Captain’s Log, Stardate 011119
Our mission accomplished at the Gulf, we will soon depart for the opposite edge of the Florida system. This mysterious crossroads of alien life and cultures has been a welcome place to explore. My only hope is that they will overcome the devastation wrought by the storms and return to their idyllic lives.
As we transit to our new assignment, we’ve decided to pay a visit to a Federation Exobiology Preserve to speak with our colleagues and provide them with the valuable specimens which Science Officer Alfie has managed to secure. We have numerous bags of it, though he insists they remain tied shut to avoid contaminating the samples…
We assumed a holding pattern at the security checkpoint for the science station. Gates open, the post appeared abandoned.
“Something’s wrong,” I said.
“Everything’s fine.” My First Officer eyed the empty guard post. “You’ve heard about the shutdown, right?”
“Shutdown? Starfleet?” I glanced at our Science Officer and smirked. “Right. I guess we’ll just call off our mission and turn this into a pleasure cruise, huh?”
Science Officer Alfie quirked his ears while my First Officer looked at me expectantly.
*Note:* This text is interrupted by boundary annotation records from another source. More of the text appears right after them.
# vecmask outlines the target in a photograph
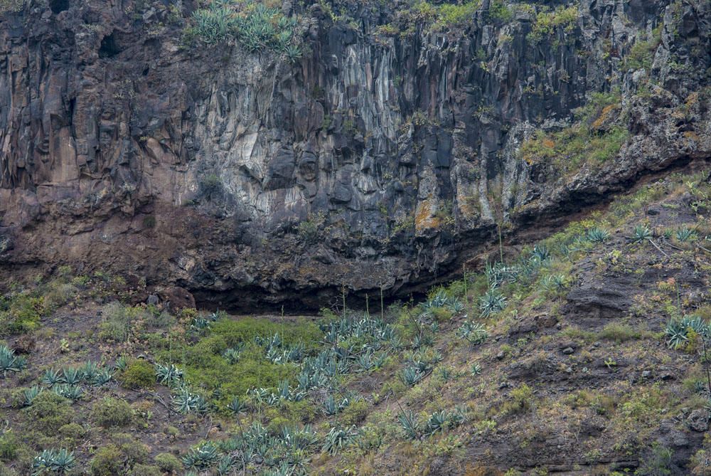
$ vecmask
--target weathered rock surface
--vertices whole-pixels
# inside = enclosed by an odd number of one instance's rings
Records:
[[[120,270],[232,306],[417,290],[497,221],[711,157],[710,6],[673,3],[582,0],[542,43],[533,14],[497,23],[486,0],[463,30],[394,37],[375,31],[397,4],[344,3],[348,23],[315,4],[291,64],[184,47],[191,0],[28,0],[0,19],[2,273]],[[658,26],[651,67],[626,68]],[[613,88],[631,134],[615,159],[562,177],[519,158]]]

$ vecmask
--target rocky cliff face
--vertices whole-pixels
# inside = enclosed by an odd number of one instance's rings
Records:
[[[121,270],[223,305],[402,295],[499,228],[711,157],[704,0],[286,2],[294,62],[186,41],[199,6],[4,2],[4,273]],[[522,154],[586,105],[590,137],[622,132],[609,157]]]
“What? Really?” I couldn’t believe their lack of commitment. “Starfleet isn’t some kind of cheap way to see the galaxy, it’s a way of life. A calling….”
“We get it,” said my First Officer. “Maybe we should investigate or whatever instead of sitting here at the gate.”
“Right. Make it so.”
“You’re the one driving.”
I steered the shuttle past the empty guard station, not a red shirt in sight. The crew could dismiss me all they wanted. I would be prepared.
A deep fog rose within the perimeter where bogs waited ready to devour the unwary. Lone trees posed on the edge of visibility like tempting signposts for a trackless land. Wander too far, there would be no return.
We couldn’t have asked for a more ominous setting for an away mission fraught with peril and which, with any luck, would soon be the stuff of Starfleet legend. I could see it now – my mission briefing profiled at the academy. Kirk? Janeway? Cheating on tests and getting lost? Please. This would be the stuff of legends.
A prehistoric beast eyed us from the waters as we passed. Small, it was no doubt deadly.
“Lieutenant Alfie, can you identify it?” He seemed unimpressed, his chin resting on the window.
My first officer spoke first. “It’s a Heron.”
“Heron?” I eyed the creature suspiciously. “Are they members of the Federation? Should we make contact?”
“The National Wildlife Federation? Sure. And no, we don’t make contact. The sign said specifically not to disturb the wildlife.”
As we traveled further into the preserve, I could see why they’d given the warning. The array of species here was mind boggling. Navigating their cultures would take a true expert. The waters teemed with solitary hunters and flocks swimming in formation. White, black, blue, gold, they strode on stilted legs and cut through the water with sleek forms. High in the trees, lone raptors considered us, invaders in their domain.
We were greatly outnumbered.
This was getting good.
“Are they hostile?”
“Not unless you’re an insect, or maybe a fish.”
A large fortification emerged from the mist. White, I wondered if the science team here hadn’t chosen the color as a sort of camouflage. Obviously we were in far more danger than my First Officer was willing to admit.
The tower, like the guard station, was empty and locked. None of this was adding up. The thought of Starfleet scientists and crew abandoning their posts seemed too far fetched.
“Let’s scout out the area on foot,” I suggested.
We set off on a path which circled a nearby lake. I sensed the inhabitants here were unsettled, but not by our presence. They held their places as we passed, clearly curious, perhaps waiting themselves to see what would befall us. Spectators, looking to be entertained…
Then, through the reeds, I spotted it.
“Everybody, down!” I whispered. My First Officer watched me drop. Alfie continued merrily strolling, his nose to the ground. I stared at them, flailing wildly with my hand. “Down! Seriously!”
“What? More killer birds?” asked my First Officer. “Because, seriously, if you’re worried about first contact or whatever, newsflash – you aren’t the only human they’ve ever seen.”
“No! There!” I crept upward enough to draw her closer to my level and pointed out over the swamp. I waited until I heard her suck in her breath in shock.
“Oh my god.” She sank lower and reeled in our Science Officer.
There, she’d seen it. Vindicated, I now knew what terrible fate had befallen the peaceful members of this research post. A Federation shutdown? No, they’d been pitted in trial by combat against a beast which would make a grown Klingon reconsider his warrior ways.
“Lieutenant!” I yanked on his safety harness and he sneered at me. “Fine tune that tricorder! We need some sulfur, coal, potassium nitrate, and, Number One, I’ll need that ring I gave you that one time.”
“You mean that one time from our marriage?”
“Yeah, the diamond.” I snatched a reed, testing it to see if it was hollow before snapping it between my fingers and scanning the horizon for a larger stand of them. Bamboo…that’s right, we needed bamboo. “We’re hunting Gorn.”